Thursday, February 19, 2009

My Day in Court

I have spent the last two days sitting in a court room in support of my brother, Scott and his business partner. who are being sued by a third, ex-business partner. This is my first real live court experience. I have been called to jury duty a few times but each time the trail has been cancelled (thank heavens!). So I was thinking Law & Order court room. Not so much!!

I can't believe how one person can twist, turn, and construe the truth (and then convince his attorney) to be what he wants it to be. Am I prejudice since it's my brother? A little. I can't believe how common sense challenged some people are. Am I judging this person? Yes. Are there two sides to every story? Yes. Do I know the background of this case? Yes. Is there overwhelming evidence who is correct? Yes. Is this a moral issue? Yes. Is this a financial issue? Yes. Could this issue have been resolved without going court? Yes, a hundred times yes. Why are they in court? Pride. Do I have anything a stake in the judge's decision? Possibly, possibly not. Am I incredibly grateful for a brother has stood his ground, through this 2 year battle, for what he believes is right and honest? Yes, without a doubt. Am I grateful for a employment family who has supported Scott through all of this? Yes. At the end of the day, can I say I love my brother regardless of the outcome? Definitely, Yes!

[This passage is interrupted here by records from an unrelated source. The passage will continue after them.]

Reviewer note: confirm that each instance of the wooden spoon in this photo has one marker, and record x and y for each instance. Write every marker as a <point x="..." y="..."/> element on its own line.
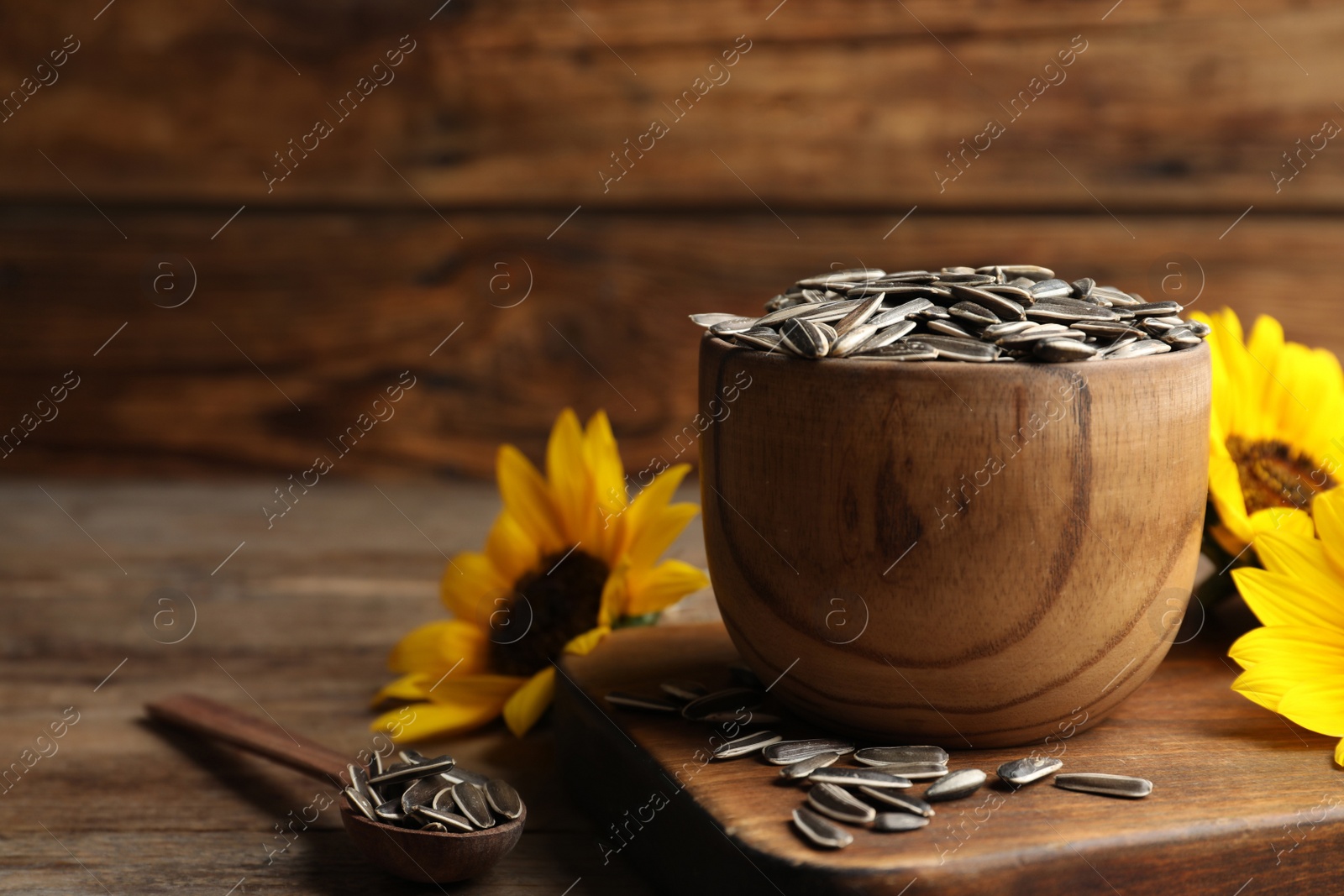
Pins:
<point x="416" y="855"/>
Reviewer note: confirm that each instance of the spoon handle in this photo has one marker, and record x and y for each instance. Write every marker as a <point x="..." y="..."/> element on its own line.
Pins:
<point x="218" y="721"/>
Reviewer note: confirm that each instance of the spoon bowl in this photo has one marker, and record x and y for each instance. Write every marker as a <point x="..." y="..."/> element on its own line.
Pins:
<point x="423" y="856"/>
<point x="429" y="856"/>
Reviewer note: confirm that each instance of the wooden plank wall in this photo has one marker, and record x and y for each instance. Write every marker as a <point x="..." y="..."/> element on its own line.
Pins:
<point x="470" y="192"/>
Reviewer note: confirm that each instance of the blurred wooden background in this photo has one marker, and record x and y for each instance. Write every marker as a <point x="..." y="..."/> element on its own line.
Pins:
<point x="463" y="199"/>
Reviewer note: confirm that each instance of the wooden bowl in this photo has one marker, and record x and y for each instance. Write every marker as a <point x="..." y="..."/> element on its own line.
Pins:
<point x="972" y="555"/>
<point x="432" y="857"/>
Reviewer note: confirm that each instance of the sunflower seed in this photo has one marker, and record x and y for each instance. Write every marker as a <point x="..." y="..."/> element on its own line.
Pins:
<point x="996" y="304"/>
<point x="900" y="312"/>
<point x="1142" y="348"/>
<point x="423" y="793"/>
<point x="716" y="317"/>
<point x="409" y="772"/>
<point x="1156" y="309"/>
<point x="889" y="755"/>
<point x="890" y="822"/>
<point x="1050" y="289"/>
<point x="902" y="352"/>
<point x="729" y="700"/>
<point x="1023" y="772"/>
<point x="958" y="349"/>
<point x="857" y="777"/>
<point x="390" y="812"/>
<point x="470" y="802"/>
<point x="1105" y="785"/>
<point x="1062" y="349"/>
<point x="745" y="745"/>
<point x="685" y="691"/>
<point x="503" y="799"/>
<point x="1030" y="271"/>
<point x="360" y="804"/>
<point x="1182" y="338"/>
<point x="840" y="805"/>
<point x="806" y="768"/>
<point x="974" y="313"/>
<point x="853" y="340"/>
<point x="820" y="832"/>
<point x="898" y="799"/>
<point x="806" y="338"/>
<point x="954" y="785"/>
<point x="1070" y="309"/>
<point x="449" y="820"/>
<point x="790" y="752"/>
<point x="887" y="336"/>
<point x="636" y="701"/>
<point x="459" y="775"/>
<point x="734" y="325"/>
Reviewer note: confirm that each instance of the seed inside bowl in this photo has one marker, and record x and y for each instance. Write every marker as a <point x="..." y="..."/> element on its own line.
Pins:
<point x="976" y="315"/>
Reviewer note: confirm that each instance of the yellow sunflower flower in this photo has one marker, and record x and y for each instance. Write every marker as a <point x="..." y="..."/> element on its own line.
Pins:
<point x="1276" y="430"/>
<point x="1294" y="665"/>
<point x="568" y="559"/>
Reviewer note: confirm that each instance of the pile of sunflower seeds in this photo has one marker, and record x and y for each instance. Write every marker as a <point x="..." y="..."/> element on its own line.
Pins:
<point x="870" y="792"/>
<point x="996" y="313"/>
<point x="430" y="794"/>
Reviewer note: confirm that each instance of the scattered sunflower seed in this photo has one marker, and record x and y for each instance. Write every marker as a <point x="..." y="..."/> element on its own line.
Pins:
<point x="897" y="821"/>
<point x="786" y="752"/>
<point x="1023" y="772"/>
<point x="820" y="832"/>
<point x="1105" y="785"/>
<point x="840" y="805"/>
<point x="745" y="745"/>
<point x="894" y="799"/>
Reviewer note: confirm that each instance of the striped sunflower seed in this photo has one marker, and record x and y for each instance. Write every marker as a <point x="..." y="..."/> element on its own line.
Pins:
<point x="820" y="832"/>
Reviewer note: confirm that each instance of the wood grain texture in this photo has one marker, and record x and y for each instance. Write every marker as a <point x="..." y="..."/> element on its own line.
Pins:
<point x="299" y="621"/>
<point x="953" y="553"/>
<point x="1238" y="794"/>
<point x="1173" y="105"/>
<point x="333" y="307"/>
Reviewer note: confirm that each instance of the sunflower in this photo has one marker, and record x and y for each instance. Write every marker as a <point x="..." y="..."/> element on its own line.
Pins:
<point x="1276" y="430"/>
<point x="568" y="559"/>
<point x="1294" y="664"/>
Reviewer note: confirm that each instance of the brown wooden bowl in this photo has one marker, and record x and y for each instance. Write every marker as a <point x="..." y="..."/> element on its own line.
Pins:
<point x="428" y="856"/>
<point x="974" y="555"/>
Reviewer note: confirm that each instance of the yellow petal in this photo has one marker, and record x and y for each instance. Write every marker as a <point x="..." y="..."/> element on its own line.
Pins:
<point x="658" y="533"/>
<point x="1317" y="705"/>
<point x="1289" y="520"/>
<point x="510" y="548"/>
<point x="584" y="644"/>
<point x="1265" y="684"/>
<point x="1308" y="652"/>
<point x="528" y="499"/>
<point x="1280" y="600"/>
<point x="438" y="647"/>
<point x="530" y="701"/>
<point x="615" y="594"/>
<point x="663" y="586"/>
<point x="568" y="477"/>
<point x="1304" y="559"/>
<point x="470" y="584"/>
<point x="1328" y="510"/>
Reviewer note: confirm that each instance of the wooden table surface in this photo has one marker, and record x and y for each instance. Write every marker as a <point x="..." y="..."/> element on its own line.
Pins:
<point x="296" y="624"/>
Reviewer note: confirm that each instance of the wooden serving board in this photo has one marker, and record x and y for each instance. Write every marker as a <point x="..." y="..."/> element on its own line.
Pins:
<point x="1243" y="802"/>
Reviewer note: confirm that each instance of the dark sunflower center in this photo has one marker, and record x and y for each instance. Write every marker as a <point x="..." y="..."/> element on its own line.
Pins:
<point x="1276" y="474"/>
<point x="553" y="604"/>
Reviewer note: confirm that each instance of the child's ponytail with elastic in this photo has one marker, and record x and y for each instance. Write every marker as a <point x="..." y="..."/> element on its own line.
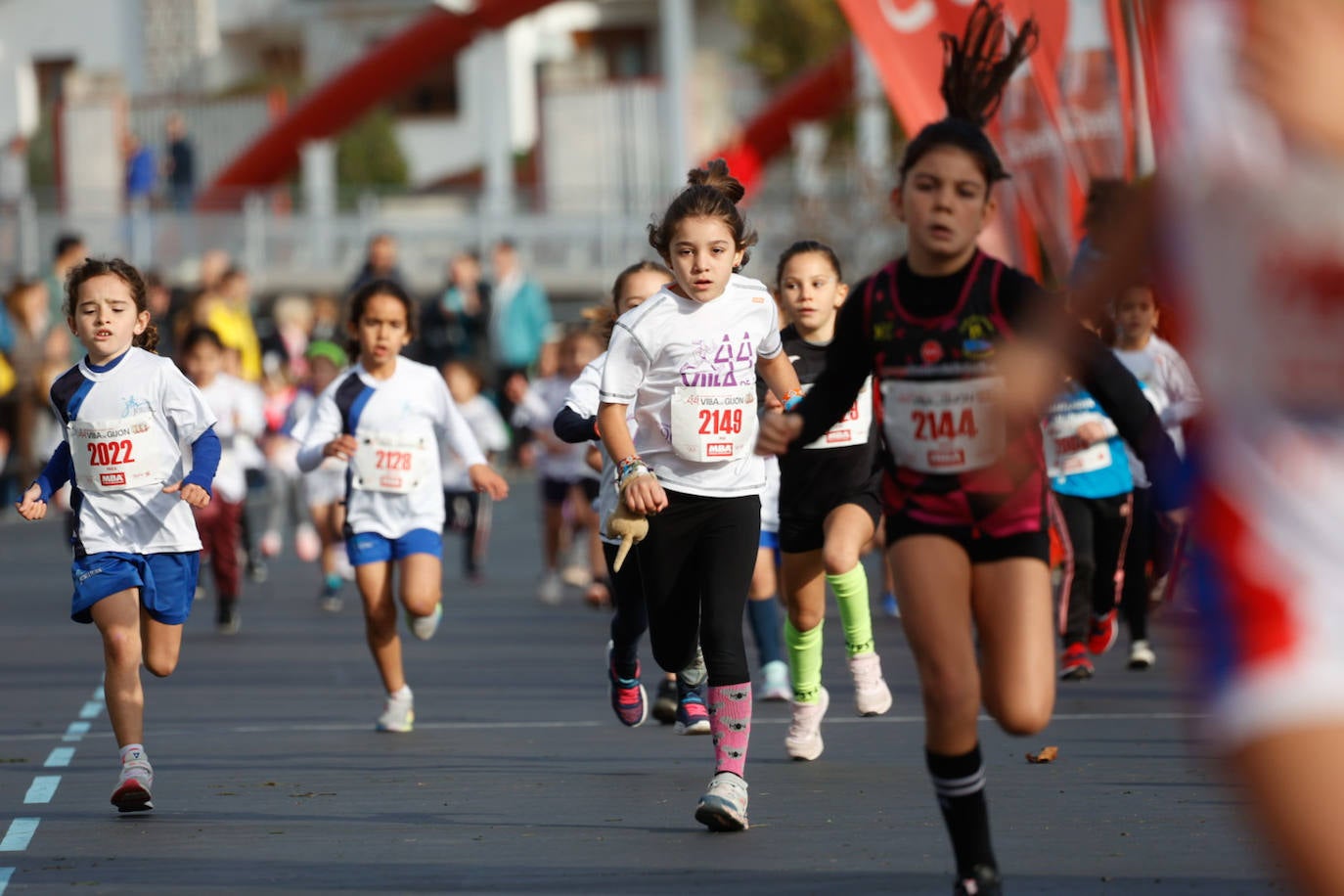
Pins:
<point x="126" y="273"/>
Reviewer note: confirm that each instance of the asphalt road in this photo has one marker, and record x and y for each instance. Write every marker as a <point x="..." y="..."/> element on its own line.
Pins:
<point x="517" y="778"/>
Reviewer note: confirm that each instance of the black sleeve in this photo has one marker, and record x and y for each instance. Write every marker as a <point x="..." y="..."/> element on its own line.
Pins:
<point x="1118" y="394"/>
<point x="574" y="428"/>
<point x="848" y="363"/>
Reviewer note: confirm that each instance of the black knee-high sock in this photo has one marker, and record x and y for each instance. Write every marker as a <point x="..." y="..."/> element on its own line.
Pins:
<point x="960" y="784"/>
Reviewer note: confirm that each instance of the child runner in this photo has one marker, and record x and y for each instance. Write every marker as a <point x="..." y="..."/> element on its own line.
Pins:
<point x="1089" y="473"/>
<point x="963" y="490"/>
<point x="1171" y="387"/>
<point x="387" y="417"/>
<point x="238" y="418"/>
<point x="567" y="481"/>
<point x="467" y="510"/>
<point x="324" y="488"/>
<point x="140" y="446"/>
<point x="687" y="362"/>
<point x="575" y="424"/>
<point x="829" y="510"/>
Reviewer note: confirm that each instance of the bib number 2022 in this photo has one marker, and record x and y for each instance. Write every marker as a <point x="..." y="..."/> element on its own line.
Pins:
<point x="394" y="460"/>
<point x="722" y="422"/>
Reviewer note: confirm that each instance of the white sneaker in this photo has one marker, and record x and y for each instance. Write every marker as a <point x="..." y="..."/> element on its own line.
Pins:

I'm sure Scott doesn't read my blog, but I want him to know how impressed I've been with his level headiness, his diligent research, his willingness to try to resolve the issue multiple times, his determination to persevere, his openness about the situation, his ability to analyze the situation and think rationally, his ability to continue on with daily obligations while this is hanging over his head, his love for his employees and family, and his honesty and integrity.

3 comments:

Anonymous said...

sorry courts not so fun But i tagged you and thats fun :-)
brooklyn

Amelia said...

I hope this is all over soon! I went to a trial for my Grandpa a few years back. It was heart breaking and exhausting. Good luck!

Justin said...

Sorry to hear about this Kara. I really do feel for you and your family. Jerin and Bryce just went through this recently and it isn't over. I just don't understand some people and the way they think. It is scary they are living among us. Hang in there!